Chocolate Cherry Upside Down Cake (Printable Version)

A moist chocolate cake with gooey cherry topping. Quick, crowd-pleasing, and irresistible for every occasion.

# What You'll Need:

→ Topping

01 - 60 ml unsalted butter, melted
02 - 55 g brown sugar
03 - 595 g cherry pie filling

→ Chocolate Sponge

04 - 1 box (approx. 425 g) chocolate cake mix
05 - 3 large eggs
06 - 120 ml vegetable oil
07 - 240 ml water
08 - 5 ml vanilla extract

# Steps to Follow:

01 - Preheat oven to 175°C and grease a 23 x 33 cm baking pan.
02 - Pour melted butter into prepared pan, distributing evenly.
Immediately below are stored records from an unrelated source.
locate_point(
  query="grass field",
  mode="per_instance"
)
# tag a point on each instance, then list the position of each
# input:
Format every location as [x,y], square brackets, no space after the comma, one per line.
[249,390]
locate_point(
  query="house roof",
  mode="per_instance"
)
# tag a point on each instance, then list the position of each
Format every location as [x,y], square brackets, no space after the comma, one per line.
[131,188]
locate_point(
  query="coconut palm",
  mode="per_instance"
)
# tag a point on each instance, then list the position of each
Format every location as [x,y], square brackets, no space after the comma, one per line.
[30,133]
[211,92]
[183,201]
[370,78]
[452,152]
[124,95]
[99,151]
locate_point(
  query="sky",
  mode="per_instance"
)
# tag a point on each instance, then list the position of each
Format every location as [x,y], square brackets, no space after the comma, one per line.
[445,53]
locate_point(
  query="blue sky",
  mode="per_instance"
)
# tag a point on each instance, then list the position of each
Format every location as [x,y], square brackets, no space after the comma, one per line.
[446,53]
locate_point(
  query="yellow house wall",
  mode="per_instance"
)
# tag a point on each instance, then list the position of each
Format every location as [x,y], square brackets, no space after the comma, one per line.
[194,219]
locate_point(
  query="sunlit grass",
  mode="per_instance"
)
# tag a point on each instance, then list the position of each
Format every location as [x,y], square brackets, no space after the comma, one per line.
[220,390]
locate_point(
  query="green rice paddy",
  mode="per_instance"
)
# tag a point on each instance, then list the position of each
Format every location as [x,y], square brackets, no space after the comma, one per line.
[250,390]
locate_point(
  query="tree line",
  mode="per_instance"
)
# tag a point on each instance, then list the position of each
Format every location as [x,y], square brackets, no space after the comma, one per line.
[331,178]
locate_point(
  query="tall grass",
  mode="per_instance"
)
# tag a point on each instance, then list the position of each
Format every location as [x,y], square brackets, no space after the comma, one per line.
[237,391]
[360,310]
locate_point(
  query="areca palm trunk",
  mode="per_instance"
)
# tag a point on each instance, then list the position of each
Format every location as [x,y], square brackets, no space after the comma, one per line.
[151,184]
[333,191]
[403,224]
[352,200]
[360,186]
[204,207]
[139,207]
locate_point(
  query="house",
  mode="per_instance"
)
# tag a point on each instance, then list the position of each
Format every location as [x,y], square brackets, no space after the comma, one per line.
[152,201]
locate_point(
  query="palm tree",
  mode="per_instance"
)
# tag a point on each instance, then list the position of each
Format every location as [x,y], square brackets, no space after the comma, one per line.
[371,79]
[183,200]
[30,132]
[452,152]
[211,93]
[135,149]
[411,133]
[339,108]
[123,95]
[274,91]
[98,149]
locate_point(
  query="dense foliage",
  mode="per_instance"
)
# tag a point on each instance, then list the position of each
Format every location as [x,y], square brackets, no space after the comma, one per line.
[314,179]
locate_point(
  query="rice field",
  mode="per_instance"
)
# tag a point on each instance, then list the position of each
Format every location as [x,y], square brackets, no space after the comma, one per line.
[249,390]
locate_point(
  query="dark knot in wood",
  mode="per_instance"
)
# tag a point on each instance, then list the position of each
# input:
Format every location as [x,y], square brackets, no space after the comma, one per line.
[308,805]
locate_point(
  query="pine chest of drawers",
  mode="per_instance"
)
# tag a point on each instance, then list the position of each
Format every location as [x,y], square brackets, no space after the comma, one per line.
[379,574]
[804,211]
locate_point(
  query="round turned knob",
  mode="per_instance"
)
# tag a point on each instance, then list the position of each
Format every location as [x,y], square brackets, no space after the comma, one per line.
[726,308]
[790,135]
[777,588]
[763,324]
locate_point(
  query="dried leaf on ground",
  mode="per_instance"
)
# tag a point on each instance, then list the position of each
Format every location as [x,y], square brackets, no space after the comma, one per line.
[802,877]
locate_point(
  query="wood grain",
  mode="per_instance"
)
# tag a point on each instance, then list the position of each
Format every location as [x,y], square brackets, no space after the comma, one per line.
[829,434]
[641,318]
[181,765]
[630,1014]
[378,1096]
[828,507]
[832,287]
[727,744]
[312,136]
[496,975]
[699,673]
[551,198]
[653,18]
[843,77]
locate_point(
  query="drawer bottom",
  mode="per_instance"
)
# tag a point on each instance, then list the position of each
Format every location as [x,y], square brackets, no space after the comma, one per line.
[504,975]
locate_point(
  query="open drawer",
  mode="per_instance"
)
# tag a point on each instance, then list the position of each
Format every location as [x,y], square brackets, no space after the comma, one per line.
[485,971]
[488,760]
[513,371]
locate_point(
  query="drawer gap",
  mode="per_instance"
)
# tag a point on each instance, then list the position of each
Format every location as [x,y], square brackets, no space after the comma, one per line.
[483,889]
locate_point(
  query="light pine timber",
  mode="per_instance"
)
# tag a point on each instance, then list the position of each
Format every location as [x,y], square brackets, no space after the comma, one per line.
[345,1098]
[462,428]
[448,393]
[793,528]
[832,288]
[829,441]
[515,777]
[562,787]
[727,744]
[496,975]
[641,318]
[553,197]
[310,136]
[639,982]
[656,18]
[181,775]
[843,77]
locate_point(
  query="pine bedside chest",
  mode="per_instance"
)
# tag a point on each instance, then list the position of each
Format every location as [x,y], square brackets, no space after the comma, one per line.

Sprinkle brown sugar over butter and spread cherry pie filling in an even layer on top.
03 - In a large bowl, combine chocolate cake mix, eggs, vegetable oil, water, and vanilla extract. Stir until smooth and homogeneous.
04 - Carefully pour the cake batter over the cherry mixture. Use a spatula to spread the batter evenly over the surface.
05 - Bake for 35–40 minutes or until a toothpick inserted in the centre withdraws clean.
06 - Let the cake cool in the pan for 10 minutes. Invert onto a large serving platter by placing the platter over the pan and carefully flipping. Serve warm or at ambient temperature.

# Additional Notes:

01 - Enhance each serving with vanilla ice cream or whipped cream for added indulgence.
02 - Store any remaining cake in an airtight container at room temperature for up to three days.